Advanced Machine Learning Methods for the Prediction of the Optical Parameters of Tellurite Glasses

Abstract

This study evaluates the predictive performance of advanced machine learning models, including DeepBoost, XGBoost, CatBoost, RF, and MLP, in estimating the Ω2, Ω4, and Ω6 parameters based on a comprehensive set of input variables. Among the models, DeepBoost consistently demonstrated the best performance across the training and testing phases. For the Ω2 prediction, DeepBoost achieved an R2 of 0.974 and accuracy of 99.895% in the training phase, with corresponding values of 0.971 and 99.902% in the testing phase. In comparison, XGBoost ranked second with an R2 of 0.929 and accuracy of 99.870% during testing.
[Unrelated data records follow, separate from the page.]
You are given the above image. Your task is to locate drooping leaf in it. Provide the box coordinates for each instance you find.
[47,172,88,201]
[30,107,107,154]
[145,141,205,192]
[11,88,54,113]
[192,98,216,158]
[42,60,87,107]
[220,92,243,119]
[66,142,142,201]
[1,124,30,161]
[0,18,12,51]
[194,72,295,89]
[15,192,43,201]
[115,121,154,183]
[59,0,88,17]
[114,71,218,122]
For Ω4, DeepBoost achieved a training phase R2 of 0.955 and accuracy of 99.846%, while the testing phase results included an R2 of 0.945 and accuracy of 99.951%. Similar trends were observed for Ω6, where DeepBoost obtained near-perfect training phase results (R2 = 0.997, accuracy = 99.968%) and testing phase performance (R2 = 0.994, accuracy = 99.946%). These findings are further supported by violin plots and correlation analyses, underscoring DeepBoost’s superior predictive reliability and generalization capabilities. This work highlights the importance of model selection in predictive tasks and demonstrates the potential of machine learning for capturing complex relationships in data.